There are rules to the stock market game and we must know those rules to be successful. Rules might include generalities such as “follow trends,” “let winners run and cut losers short,” “follow strict money management,” etc. Some rules are not meant to be broken, as they create higher probabilities of success, or are timely strategies that have been used by market professionals through the years.
What I am addressing is common knowledge, or common rules of the game. These generally refer to technical analysis, such as enter a trade at a retracement to a moving average, enter a trade at a test of a trendline, exit at the break of a trendline. I refer to things that “should” work and feel comfortable to execute.
“Fading the crowd” and “playing against the prevailing opinion” is extremely difficult, and is something I am struggling to learn with consistency and comfortability, because taking these actions are psychologically unsettling. Selling when everyone wants to buy creates strong internal resistance, and it becomes so easy to go along with rising prices and join the crowd and ride the market to higher levels and riches.
But it doesn’t work that way. How many times have these events happened to you?
- You can’t stand it any longer and so you buy, yet moments after you buy, the market reverses and you are sitting on losses
- You can’t stand these losses any longer, and so you sell out, only to see the market stall and reverse upwards
- You study and find a great opportunity, yet the next morning, the stock gapped up in your favor, and you cannot compel yourself to buy now at higher prices
- You see a trade you like and you enter, place your stop at the proper place, then get stopped out, only for the market to violently rally in your intended direction afterwards
- Hear that a company has excellent earnings or news and the stock will rise quickly, you enter, yet the stock plummets on great news
There are many experiences which are frustrating in the market and there is no way to avoid them. But professionals not only avoid them more than novices, but they seek out such moments and enter trades where your stop-loss is being triggered, and are shorting the stock to you when you “just can’t wait” to get in.
“That’s not fair!” you say, and maybe it isn’t. But remember (especially in the futures and options market), every dollar you lose is a dollar gained by someone else, and the vast majority of traders lose while the small minority of traders win.
This concept is very difficult to understand, but allow me to attempt a explanation that makes sense to me.

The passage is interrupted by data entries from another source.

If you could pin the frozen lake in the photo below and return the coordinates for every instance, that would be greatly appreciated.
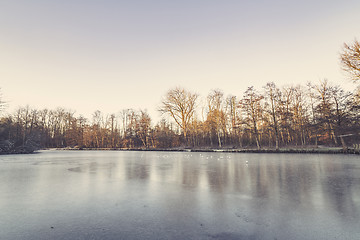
(171, 195)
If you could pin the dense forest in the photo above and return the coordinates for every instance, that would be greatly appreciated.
(270, 117)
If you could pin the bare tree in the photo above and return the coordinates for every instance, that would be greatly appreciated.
(180, 105)
(350, 60)
(273, 95)
(216, 115)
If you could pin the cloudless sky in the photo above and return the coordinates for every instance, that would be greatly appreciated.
(108, 55)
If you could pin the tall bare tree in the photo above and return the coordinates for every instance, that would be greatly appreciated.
(273, 97)
(350, 60)
(180, 105)
(251, 104)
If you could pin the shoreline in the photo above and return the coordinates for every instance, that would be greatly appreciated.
(320, 150)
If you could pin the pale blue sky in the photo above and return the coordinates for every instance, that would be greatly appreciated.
(111, 55)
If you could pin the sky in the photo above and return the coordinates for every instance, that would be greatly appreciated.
(108, 55)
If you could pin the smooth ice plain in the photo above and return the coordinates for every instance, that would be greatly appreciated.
(177, 195)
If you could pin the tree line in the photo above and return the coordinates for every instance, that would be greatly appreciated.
(270, 117)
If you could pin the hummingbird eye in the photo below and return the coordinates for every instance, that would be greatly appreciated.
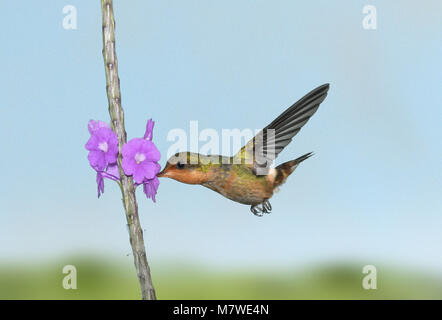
(180, 165)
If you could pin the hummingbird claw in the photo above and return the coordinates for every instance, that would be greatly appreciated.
(256, 210)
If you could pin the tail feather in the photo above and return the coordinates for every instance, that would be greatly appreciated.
(287, 168)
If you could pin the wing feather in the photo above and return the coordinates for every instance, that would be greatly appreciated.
(269, 142)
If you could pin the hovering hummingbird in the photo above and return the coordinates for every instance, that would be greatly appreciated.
(247, 177)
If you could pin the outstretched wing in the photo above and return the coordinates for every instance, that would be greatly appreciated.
(270, 141)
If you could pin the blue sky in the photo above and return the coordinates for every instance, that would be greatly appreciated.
(371, 192)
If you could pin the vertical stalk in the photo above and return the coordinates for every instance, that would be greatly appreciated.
(117, 123)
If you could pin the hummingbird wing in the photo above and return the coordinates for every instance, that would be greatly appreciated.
(270, 141)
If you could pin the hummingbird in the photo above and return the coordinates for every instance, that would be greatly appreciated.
(247, 177)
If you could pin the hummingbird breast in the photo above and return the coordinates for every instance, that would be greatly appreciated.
(240, 184)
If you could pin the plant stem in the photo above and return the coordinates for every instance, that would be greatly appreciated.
(117, 123)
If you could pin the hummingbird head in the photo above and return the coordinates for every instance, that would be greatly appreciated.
(186, 167)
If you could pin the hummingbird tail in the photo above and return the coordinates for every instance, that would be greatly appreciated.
(287, 168)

I loved watching ABC’s The Mole, a reality TV show with great psychological concepts dealing with game theory and misdirection of information. The premise - and rules - are simple:
- 10 (or more) players must work together to complete challenges that require teamwork and win money for the group pot
- A mole - an insider - is hired by the producers to sabotage the team and work against them to keep them from winning money
- Players who cannot identify the Mole on weekly quizzes are eliminated
- The winner correctly identifies the Mole on the final quiz and collects the entire money earned
While it seems simple, consider the game if these rules were applied exactly as stated (much like rules are applied exactly in the stock market)

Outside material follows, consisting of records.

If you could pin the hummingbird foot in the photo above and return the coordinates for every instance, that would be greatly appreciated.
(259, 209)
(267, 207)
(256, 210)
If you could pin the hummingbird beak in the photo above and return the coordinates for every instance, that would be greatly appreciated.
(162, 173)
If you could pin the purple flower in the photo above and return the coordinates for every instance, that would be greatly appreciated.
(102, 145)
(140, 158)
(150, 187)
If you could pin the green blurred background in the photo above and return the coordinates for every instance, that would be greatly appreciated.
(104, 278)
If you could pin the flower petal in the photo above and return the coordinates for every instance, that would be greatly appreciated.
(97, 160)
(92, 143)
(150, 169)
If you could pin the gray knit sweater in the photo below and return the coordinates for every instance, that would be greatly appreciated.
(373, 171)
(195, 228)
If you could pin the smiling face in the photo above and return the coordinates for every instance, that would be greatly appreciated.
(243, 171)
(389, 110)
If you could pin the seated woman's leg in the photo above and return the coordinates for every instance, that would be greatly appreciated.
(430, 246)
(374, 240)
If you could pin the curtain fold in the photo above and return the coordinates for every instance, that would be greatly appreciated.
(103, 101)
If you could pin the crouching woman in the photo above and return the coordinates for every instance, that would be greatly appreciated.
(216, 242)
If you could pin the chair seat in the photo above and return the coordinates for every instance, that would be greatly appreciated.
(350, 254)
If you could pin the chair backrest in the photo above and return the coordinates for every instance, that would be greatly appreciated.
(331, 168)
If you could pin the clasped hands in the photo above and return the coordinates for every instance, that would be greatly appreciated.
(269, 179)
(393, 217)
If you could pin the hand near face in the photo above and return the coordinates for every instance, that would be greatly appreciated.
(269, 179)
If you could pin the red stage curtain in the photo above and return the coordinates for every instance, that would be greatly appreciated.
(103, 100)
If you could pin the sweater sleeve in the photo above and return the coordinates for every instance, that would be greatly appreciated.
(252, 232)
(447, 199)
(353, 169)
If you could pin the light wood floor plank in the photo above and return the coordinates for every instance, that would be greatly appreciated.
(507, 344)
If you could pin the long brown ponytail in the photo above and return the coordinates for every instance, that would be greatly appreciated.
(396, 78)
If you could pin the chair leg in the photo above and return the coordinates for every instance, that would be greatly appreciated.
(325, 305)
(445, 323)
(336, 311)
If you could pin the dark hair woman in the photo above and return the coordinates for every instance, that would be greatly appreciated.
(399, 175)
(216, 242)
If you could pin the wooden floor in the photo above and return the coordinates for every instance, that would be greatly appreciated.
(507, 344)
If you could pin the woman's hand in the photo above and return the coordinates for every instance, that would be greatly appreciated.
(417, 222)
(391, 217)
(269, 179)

- All the 9 players would cooperate with each other and win money by completing each challenge successfully
- The Mole would openly sabotage the game and everyone would know who the Mole was
So how do you win the game? Or what strategy do you use (as a player) to win?
- Successful players must draw suspicion to themselves, and behave like the Mole by losing challenges (as they are not supposed to do)
- Successful Moles must gain trust and win challenges (which they are not supposed to do), and behave like players
- Players who win challenges and cooperate excessively (as they are supposed to do) are never suspected for being the Mole and are deceived by “pretending” Moles.
- Typically, the game winner is the person who drew the most suspicion and many players strongly believed he/she was the mole
Back to the stock market.
We are told certain ‘truths’ about the market and develop certain strategies that make sense. However, there are professionals in the market which are doing the opposite of what is expected, and the opposite of what is taught in “classic technical analysis books” and fading the crowd and collective knowledge and making big money while the crowd loses it to them.
There are so many “headfakes” and false moves that are designed to draw in retail traders while professionals either establish positions or unwind them. Because “big money” needs liquidity to enter and exit positions, they attempt to create situations that draw in unsophisticated traders and play against them. Also, if every trader were successful, there would be no inefficienies the market to exploit, and this would decrease the profits of the “big money” and they certainly would not allow this willingly.
I will be developing this idea in further posts and discussing potential strategies to take advantage and put yourself on the right side of the trade with confidence.